Finalmente il papavero

Papaveri

E finalmente è arrivato il momento di parlarvi del Papavero, del fiore che fu fonte di ispirazione per Monet e Van Gogh, che è protagonista in diverse canzoni, come “La guerra di Piero” di De Andrè, ad esempio, e che è forse il fiore più fotografato e lo trovi ovunque, impresso sui poster, in adesivi murali, nelle tovagliette americane della colazione.

 Il Papavero rosso, Papaver Rhoeas, chiamato anche “rosolaccio”, è un’autentica forza della natura. E’ una pianta che si trova ovunque ci sia del terreno dove poter crescere: campi coltivati, tra le rovine di una vecchia casa, sui cigli delle strade, non fa differenza, non ha grandi preferenze, quindi se li vedi li è solo perché sono quelli che vedi per primo, prova ad alzare gli occhi e li scorgerai ovunque; un po’ come quando, dopo ore di cammino per boschi, trovi finalmente un fungo e non ti pare vero e poi, come per magia, li accanto o nelle strettissime vicinanze, ne vedi altri due, e poi un altro e un altro ancora e in un attimo ti ritrovi immerso in un cesto di funghi che neanche te lo immagini. Così mi viene riportato, non ho mai avuto il piacere.

Ma per i papaveri è diverso.

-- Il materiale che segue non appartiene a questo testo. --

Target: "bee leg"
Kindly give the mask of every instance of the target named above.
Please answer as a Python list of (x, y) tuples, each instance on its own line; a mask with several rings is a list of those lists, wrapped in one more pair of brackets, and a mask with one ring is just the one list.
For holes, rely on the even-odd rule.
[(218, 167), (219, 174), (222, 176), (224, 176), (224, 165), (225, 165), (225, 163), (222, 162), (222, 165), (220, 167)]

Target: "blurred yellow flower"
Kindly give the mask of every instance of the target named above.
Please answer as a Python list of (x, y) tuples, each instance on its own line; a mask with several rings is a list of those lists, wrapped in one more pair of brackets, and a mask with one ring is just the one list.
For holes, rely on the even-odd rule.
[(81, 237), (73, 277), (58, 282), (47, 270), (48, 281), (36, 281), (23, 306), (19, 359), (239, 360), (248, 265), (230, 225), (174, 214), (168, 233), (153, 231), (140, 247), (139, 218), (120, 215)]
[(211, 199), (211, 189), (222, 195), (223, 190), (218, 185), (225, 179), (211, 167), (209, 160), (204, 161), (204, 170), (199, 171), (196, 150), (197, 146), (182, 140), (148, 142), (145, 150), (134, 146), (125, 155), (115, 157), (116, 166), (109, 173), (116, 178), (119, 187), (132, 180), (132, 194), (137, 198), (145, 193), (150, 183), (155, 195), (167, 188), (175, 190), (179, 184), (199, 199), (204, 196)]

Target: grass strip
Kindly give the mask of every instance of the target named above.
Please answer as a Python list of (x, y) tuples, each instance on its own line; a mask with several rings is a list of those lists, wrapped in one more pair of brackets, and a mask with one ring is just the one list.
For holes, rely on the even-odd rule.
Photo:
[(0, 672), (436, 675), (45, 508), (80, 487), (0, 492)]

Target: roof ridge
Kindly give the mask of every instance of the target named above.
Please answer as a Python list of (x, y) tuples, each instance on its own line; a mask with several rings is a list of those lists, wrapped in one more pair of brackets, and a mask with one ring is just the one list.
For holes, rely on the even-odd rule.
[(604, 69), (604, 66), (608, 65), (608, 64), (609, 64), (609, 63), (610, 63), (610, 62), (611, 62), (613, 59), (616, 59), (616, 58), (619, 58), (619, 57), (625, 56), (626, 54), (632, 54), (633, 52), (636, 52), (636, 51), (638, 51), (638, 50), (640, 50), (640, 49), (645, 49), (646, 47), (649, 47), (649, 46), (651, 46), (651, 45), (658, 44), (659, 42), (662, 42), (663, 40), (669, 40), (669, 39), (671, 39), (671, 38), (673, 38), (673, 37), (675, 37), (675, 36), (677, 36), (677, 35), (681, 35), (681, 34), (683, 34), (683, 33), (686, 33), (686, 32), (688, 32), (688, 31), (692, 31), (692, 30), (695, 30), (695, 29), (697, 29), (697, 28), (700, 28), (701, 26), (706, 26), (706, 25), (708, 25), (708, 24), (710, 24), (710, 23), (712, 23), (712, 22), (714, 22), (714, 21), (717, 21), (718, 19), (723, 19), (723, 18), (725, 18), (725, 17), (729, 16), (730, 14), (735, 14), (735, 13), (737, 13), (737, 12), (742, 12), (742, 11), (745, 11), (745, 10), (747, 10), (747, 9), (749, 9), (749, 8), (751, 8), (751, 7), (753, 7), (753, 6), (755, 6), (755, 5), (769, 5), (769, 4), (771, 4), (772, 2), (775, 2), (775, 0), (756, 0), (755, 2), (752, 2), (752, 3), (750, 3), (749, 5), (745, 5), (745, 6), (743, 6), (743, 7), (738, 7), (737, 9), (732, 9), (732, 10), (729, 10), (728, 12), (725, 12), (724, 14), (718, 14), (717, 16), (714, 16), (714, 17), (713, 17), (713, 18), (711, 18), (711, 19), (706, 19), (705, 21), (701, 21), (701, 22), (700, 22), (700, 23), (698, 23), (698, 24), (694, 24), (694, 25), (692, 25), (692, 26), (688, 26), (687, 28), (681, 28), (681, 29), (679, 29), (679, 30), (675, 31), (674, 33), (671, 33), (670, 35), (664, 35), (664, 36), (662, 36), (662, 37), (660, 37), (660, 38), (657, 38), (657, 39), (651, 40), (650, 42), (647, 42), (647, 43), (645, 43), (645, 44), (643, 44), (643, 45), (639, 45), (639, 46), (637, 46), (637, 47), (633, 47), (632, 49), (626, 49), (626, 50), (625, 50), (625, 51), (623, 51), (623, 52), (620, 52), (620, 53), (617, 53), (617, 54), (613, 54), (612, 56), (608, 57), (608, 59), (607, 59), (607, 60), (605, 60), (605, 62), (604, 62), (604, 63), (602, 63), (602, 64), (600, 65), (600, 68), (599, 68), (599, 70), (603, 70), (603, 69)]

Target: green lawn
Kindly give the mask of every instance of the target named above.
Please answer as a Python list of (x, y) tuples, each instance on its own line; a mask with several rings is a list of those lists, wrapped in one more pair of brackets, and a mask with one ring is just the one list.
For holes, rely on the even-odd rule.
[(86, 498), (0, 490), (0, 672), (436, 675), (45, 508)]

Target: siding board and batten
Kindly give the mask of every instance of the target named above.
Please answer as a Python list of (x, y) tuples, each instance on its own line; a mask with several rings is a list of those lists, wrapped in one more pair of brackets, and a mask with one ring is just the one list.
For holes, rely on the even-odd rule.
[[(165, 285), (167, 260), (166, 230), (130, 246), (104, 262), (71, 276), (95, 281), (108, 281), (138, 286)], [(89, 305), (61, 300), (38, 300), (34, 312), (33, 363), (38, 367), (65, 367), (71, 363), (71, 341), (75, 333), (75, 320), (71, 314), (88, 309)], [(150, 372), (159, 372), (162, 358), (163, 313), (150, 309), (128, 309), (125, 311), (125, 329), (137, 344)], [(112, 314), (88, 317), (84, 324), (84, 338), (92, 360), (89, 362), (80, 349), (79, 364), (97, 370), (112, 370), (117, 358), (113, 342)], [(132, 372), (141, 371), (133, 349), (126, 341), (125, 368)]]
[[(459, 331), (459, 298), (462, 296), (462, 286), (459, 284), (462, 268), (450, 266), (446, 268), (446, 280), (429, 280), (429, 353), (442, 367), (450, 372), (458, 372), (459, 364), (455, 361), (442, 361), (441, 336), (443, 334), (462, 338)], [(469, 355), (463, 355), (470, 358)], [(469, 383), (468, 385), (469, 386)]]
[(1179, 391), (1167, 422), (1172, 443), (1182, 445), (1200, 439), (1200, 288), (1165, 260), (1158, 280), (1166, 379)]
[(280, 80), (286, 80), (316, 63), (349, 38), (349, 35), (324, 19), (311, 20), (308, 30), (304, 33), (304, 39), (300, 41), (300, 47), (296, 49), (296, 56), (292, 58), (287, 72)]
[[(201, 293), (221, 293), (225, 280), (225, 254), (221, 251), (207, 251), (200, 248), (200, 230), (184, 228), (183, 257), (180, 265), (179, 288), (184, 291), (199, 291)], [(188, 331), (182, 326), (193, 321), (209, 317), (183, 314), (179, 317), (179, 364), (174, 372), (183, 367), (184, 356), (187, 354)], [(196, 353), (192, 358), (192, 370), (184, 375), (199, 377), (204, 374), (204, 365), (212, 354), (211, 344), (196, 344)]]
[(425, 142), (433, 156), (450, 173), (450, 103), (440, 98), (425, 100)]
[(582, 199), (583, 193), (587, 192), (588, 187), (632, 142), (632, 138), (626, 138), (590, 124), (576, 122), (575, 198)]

I papaveri si fanno notare, mica si confondono come i funghi. Svettano alti alti (cit), tra le erbe o le malerbe o tra il grano, con petali rosso fuoco e una macchia nera al centro, come un grande occhio che vigila e osserva. Spesso li si vede piegati come se stessero facendo un inchino, un benvenuto al primo sole del mattino, e si lasciano accarezzare e scompigliare dalle leggere folate di vento che li asciuga dell’umidità notturna e li prepara alla lunga giornata di sole, alla rappresentazione scenica, quasi teatrale, che li conduce fino a chiudere il sipario serale facendosi cadere i petali a terra. Dura un giorno o poco più, infatti, lo spettacolo della fioritura, ma non c’è da rammaricarsi, perché una pianta è in grado di far sbocciare anche 400 fiori, quindi lo spettacolo verrà replicato da Maggio a Settembre, ogni giorno, potete abbonarvi.

Inoltre, è in grado di auto-seminarsi con grande facilità, quindi di anno in anno si moltiplicherà, creando macchie sempre più estese, macchie di papaveri come quelle narrate nella leggenda che ci riporta a come Gengis Khan, imperatore e condottiero mongolo, portasse sempre con sé dei semi di papavero da spargere sui campi di battaglia dopo le sue vittorie, per onorare i caduti. E di come, tornando a fiorire ogni anno, e macchiando di nuovo di rosso quei campi, i papaveri avrebbero ricordato per sempre che là si era svolta una battaglia.

E quindi onoriamolo a dovere il papavero e osserviamolo da vicino: un esile stelo contorto e sinuoso ricoperto da una sottile peluria, un fiore che si erge sopra a tutto. Il bocciolo in cima ad un collo di cigno che si apre spaccandosi e svelando petali che paiono carta stropicciata, delicati e forti al tempo stesso. La peluria sul gambo come pelle d’oca, emozione continua d’uno spettacolo così intenso e così fugace. Il papavero è un rapimento senza riscatto e senza rilascio. Provate a chiudere gli occhi e immaginarvi in quel prato di spighe e erbacce, sdraiatevi e guardateli dal basso, con la luce del tramonto negli occhi…Il papavero lo si ama per davvero, punto.